第 77 章 第六章 拼圖
我坐在急診室外,白醫生毫不意外又趕來了。
他似乎熬了夜,頂着濃濃的黑眼圈,手裏還端了一杯喝了半杯的冰美式。
夏天就算是下雨都熱得要命,我穿着褲衩和人字拖都受不了,他的襯衫卻永遠一絲不苟,最頂端的扣子總是扣着,領子哪怕一絲褶皺都沒有。
去檢查血常規,被告知只是上火了。
媽媽正在繳費時,白醫生站在我面前。
我仰着頭,鼻子裏還塞着衛生紙,完全看不到他的臉。
「怎麼上火了?」白醫生問。
「氣得飆鼻血。

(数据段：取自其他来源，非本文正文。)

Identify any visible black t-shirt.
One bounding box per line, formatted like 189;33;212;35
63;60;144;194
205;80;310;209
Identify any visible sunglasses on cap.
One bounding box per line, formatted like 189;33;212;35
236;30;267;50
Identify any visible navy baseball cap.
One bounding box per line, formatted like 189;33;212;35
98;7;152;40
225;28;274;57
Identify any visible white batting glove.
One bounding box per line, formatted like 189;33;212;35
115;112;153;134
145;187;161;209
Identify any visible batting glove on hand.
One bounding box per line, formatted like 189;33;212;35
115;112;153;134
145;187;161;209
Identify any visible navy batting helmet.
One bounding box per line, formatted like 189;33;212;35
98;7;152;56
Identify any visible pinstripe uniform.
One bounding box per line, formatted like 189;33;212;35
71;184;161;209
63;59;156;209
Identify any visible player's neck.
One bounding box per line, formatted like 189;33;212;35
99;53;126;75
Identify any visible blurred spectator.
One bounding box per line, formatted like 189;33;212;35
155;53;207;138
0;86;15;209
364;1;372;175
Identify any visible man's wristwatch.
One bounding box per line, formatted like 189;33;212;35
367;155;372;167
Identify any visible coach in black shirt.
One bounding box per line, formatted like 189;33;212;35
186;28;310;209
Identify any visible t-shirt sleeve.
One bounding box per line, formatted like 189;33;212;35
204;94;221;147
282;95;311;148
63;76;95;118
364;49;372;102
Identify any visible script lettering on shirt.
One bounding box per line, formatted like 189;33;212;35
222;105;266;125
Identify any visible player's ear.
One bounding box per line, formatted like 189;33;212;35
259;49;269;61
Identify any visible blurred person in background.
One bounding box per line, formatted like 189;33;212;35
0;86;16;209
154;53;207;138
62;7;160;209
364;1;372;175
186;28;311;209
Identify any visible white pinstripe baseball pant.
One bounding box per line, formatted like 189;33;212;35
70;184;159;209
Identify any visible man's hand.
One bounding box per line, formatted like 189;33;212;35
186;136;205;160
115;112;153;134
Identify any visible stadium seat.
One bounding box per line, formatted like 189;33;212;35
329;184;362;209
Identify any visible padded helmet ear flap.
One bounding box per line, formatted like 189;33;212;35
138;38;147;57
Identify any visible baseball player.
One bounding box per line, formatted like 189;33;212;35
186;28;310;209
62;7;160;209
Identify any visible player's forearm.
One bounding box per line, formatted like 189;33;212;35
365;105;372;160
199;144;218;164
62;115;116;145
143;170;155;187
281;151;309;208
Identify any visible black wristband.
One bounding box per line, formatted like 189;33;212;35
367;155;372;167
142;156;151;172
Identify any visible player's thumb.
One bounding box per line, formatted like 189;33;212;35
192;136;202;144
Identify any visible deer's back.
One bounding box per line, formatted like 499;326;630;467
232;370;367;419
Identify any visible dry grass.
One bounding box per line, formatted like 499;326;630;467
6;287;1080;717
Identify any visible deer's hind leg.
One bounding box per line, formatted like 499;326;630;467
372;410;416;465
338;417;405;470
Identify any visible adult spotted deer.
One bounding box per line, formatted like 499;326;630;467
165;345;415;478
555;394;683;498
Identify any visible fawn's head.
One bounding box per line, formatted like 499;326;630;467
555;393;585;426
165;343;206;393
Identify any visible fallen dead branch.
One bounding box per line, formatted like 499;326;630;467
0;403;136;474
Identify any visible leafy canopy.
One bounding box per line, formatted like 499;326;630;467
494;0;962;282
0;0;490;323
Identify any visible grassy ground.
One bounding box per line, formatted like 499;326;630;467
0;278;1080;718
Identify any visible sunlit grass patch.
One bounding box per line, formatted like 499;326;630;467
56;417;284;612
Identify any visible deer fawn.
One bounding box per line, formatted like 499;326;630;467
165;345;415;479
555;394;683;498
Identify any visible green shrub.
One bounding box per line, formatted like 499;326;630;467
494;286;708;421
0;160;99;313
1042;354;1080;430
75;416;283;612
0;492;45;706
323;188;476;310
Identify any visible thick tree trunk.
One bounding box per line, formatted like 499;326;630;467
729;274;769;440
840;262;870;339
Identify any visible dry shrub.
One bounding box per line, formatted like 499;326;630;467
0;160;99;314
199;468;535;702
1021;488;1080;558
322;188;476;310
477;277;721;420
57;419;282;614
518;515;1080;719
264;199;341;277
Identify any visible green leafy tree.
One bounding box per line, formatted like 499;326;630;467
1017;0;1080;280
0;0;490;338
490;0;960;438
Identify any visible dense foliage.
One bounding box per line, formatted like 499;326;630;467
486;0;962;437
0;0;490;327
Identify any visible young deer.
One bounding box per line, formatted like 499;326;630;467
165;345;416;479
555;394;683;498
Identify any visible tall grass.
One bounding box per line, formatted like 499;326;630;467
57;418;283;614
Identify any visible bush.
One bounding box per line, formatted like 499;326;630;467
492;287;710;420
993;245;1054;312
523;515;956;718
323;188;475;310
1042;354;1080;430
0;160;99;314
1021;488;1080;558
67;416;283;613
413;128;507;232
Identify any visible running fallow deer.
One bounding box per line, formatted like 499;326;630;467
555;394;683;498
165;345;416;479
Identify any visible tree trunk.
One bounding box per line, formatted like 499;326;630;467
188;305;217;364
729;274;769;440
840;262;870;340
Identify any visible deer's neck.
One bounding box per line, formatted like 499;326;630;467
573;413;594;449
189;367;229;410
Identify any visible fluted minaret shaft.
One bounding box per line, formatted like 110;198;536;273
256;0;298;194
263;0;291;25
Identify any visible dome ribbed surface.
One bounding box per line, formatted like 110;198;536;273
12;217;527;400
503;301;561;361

」我答道。
白醫生哭笑不得:「怎麼了,男朋友惹你了?「
我翻了個白眼,不做聲。
白醫生索性在我旁邊的等待椅上坐下來。
「最近能運動了嗎?」他問。
我搖頭。
「還能騎自行車嗎?」他又問。
我還是搖頭。
「我來教你吧。」他說,「還是你教會我的哦。」
我低下頭驚訝地看着他,衛生紙從鼻子裏掉了出來。
「我們以前關係很好的哦。」白醫生繼續說。
我搖搖頭:「我不記得了誒。」
白醫生笑了笑,並沒有絲毫狡黠,金絲框折射的光線反射進我眼中。他伸手將我的下巴抬起來讓我保持仰頭的姿勢,掏出手巾來擦掉我快要流到下巴的鼻血。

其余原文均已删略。